Opvallend is dat dove allochtonen in Antwerpen aangeven geen discriminatie te ervaren op basis van hun allochtone afkomst. Bij het zoeken naar werk – zelfs via een professionele dienst als VDAB – of bij het werken zelf ervaren zij discriminatie op basis van hun doofheid. De professionele begeleiders erkennen dat. Doofheid is nog te weinig gekend bij werkgevers en schrikt hen af. Een ruimere omkadering voor de arbeidsbemiddeling op de werkvloer zou dat probleem deels kunnen verhelpen, zo argumenteert Van Schil (2016). Hoewel de trajectbepaling en de arbeidsbemiddeling in het algemeen succesvol zijn, ervaren sommige doven het als discriminerend dat zij in een maatwerkbedrijf tewerkgesteld worden.

Van Schil, E. (2017). Onderzoek naar de meerwaarde van (dove) gebarentaaltolken in de communicatie met dove allochtonen, asielzoekers en vluchtelingen in Vlaanderen. KULeuven.
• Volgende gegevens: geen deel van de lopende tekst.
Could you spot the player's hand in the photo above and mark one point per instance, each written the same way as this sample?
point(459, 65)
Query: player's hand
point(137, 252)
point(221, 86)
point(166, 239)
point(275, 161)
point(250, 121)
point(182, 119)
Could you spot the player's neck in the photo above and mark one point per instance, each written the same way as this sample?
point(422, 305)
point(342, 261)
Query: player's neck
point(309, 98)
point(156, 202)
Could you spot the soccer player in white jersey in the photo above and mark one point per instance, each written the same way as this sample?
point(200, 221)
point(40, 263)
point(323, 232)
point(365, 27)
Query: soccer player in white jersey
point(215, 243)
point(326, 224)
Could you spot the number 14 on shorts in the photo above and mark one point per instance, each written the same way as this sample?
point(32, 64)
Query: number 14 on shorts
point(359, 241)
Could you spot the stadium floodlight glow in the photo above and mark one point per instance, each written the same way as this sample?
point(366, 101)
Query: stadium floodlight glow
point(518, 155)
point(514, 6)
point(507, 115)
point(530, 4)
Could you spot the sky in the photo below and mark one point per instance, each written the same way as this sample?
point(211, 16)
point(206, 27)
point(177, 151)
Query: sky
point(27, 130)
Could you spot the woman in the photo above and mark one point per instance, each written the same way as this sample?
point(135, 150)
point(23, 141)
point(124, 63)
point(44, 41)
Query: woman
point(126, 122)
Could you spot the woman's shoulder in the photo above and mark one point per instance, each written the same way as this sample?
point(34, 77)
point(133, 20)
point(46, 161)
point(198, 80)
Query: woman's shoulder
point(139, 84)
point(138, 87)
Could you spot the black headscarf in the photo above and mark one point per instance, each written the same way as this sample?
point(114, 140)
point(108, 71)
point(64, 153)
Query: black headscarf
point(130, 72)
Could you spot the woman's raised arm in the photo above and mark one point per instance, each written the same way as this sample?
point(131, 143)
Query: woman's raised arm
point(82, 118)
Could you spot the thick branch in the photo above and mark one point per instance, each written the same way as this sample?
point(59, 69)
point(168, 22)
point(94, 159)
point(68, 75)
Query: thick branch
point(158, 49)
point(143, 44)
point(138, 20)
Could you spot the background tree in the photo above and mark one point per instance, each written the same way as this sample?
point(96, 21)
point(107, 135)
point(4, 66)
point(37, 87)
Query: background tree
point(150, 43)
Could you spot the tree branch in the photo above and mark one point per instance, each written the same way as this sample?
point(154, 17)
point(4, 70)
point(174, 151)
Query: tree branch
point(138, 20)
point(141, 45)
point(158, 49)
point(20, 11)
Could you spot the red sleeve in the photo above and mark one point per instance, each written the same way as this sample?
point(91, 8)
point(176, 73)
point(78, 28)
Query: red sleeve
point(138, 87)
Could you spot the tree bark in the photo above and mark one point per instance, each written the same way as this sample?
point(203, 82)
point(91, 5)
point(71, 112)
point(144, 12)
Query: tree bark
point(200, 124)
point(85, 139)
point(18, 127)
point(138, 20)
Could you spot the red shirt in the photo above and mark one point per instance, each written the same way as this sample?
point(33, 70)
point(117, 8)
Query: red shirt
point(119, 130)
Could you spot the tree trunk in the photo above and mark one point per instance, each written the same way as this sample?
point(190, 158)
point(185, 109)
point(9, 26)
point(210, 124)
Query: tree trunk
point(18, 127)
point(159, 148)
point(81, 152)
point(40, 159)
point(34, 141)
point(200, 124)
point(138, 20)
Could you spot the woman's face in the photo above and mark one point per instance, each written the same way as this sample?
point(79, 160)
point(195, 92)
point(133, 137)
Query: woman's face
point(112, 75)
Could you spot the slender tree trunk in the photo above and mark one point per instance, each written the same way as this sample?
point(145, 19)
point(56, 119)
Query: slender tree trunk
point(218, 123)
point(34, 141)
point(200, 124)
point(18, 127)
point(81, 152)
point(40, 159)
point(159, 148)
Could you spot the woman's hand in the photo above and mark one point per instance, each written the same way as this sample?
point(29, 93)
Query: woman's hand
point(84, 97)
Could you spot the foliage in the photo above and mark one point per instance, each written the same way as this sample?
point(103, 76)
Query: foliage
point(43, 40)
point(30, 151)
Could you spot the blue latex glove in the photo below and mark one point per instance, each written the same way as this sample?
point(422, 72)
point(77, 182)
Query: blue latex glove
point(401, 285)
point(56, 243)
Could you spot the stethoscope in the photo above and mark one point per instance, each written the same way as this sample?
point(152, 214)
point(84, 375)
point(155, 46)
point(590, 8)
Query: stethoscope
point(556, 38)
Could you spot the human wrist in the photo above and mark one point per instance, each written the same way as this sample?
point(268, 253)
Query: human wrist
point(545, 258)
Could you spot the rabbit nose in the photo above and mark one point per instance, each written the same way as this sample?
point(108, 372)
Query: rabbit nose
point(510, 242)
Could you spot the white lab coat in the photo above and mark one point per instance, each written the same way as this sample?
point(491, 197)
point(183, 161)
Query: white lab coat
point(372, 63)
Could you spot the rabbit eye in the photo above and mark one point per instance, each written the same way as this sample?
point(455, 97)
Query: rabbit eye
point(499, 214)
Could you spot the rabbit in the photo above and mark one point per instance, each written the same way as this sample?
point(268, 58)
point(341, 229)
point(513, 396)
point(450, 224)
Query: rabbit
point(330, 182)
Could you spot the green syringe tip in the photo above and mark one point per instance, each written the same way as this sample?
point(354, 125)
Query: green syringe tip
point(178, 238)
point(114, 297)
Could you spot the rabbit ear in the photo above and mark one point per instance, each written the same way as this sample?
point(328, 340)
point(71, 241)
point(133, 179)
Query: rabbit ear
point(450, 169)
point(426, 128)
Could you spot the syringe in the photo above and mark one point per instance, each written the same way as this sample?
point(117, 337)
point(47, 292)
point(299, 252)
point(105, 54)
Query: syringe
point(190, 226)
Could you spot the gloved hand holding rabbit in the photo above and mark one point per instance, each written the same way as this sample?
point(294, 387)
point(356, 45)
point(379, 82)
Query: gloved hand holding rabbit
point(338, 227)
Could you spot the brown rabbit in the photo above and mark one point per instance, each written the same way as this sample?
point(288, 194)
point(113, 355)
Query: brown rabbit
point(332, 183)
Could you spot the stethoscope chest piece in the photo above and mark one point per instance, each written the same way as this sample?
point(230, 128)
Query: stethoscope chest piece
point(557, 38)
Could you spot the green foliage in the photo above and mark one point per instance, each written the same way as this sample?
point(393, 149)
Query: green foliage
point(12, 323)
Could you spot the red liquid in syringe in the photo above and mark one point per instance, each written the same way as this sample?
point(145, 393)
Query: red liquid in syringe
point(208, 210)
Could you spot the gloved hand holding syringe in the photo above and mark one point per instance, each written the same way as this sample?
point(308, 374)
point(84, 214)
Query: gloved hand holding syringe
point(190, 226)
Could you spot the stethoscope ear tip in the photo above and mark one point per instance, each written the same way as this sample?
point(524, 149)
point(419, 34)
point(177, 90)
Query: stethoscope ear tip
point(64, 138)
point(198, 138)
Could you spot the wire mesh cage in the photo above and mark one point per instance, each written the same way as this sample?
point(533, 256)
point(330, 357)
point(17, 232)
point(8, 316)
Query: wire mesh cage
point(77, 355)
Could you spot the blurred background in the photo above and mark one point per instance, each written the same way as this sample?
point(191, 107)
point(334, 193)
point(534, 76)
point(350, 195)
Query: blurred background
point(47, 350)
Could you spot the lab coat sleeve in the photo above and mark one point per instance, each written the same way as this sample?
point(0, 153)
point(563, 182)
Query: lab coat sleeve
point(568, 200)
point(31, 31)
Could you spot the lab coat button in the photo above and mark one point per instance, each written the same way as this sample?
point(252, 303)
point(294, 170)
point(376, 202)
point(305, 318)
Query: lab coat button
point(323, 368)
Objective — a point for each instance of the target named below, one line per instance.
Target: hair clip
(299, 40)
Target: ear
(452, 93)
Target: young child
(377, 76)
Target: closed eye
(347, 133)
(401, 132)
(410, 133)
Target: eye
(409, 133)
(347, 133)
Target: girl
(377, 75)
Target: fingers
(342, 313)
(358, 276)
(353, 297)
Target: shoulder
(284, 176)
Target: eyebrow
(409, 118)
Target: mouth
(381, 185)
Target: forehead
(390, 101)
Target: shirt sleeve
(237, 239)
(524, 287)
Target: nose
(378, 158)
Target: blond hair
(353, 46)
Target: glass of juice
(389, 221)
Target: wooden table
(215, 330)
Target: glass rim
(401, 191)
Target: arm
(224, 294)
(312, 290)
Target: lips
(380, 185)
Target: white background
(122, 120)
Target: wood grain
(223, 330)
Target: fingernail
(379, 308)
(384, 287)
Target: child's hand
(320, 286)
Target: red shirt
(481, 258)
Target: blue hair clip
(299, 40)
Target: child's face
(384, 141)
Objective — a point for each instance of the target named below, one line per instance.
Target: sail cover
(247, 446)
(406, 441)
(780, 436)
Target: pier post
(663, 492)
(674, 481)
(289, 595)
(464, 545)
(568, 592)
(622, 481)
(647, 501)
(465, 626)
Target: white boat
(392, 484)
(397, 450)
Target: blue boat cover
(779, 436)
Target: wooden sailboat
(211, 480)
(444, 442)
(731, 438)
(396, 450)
Allochtone doven vormen een aparte doelgroep voor gebarentaaltolken overal ter wereld. Het is een groep die bestaat uit doven van de eerste, tweede of derde generatie die al langer of minder lang in ons land verblijven, uit asielzoekers en uit vluchtelingen. Een steeds groeiend aantal onder hen komt, gezien de toenemende vluchtelingenstroom, in België en in Vlaanderen terecht. Net zoals horende mensen die immigreren, worden zij geconfronteerd met de aanpassing aan een nieuwe cultuur, aan nieuwe gewoonten en aan nieuwe waarden en normen. Die aanpassingen worden van hen verwacht om het integratieproces in de maatschappij te vergemakkelijken en vlot samenleven mogelijk te maken. Daarnaast staan dove allochtone nieuwkomers, in België en elders ter wereld, voor een extra uitdaging. Niet enkel moeten ze zich aanpassen aan een nieuwe omgeving waar ze werk moeten zoeken en zich thuis kunnen voelen, bovendien moeten ze twee nieuwe talen leren: de lokale gesproken taal en de lokale gebarentaal.

Voor dove migranten in België wil dit zeggen dat ze op zijn minst met twee nieuwe talen geconfronteerd worden in het dagelijkse leven: Nederlands en Vlaamse Gebarentaal (VGT) of Frans en Langue des Signes de Belgique Francophone (LSFB). Dat moeten ze waarmaken in een omgeving waar de maatschappelijke structuren van integratie voor dove personen onbestaand zijn. Kennis van de gebarentaal van het land of de regio waar de nieuwkomer zal verblijven, maakt niet enkel de communicatie met behulp van gebarentaaltolken eenvoudiger, maar zorgt er ook voor dat ze met andere doven kunnen communiceren en kunnen integreren in de (Vlaamse of Waalse) Dovengemeenschap. Wie geen gebarentaal kent, wie communiceert via een Home Sign System of wie geen enkele notie van taal heeft, ondervindt daarbij de grootste moeilijkheden.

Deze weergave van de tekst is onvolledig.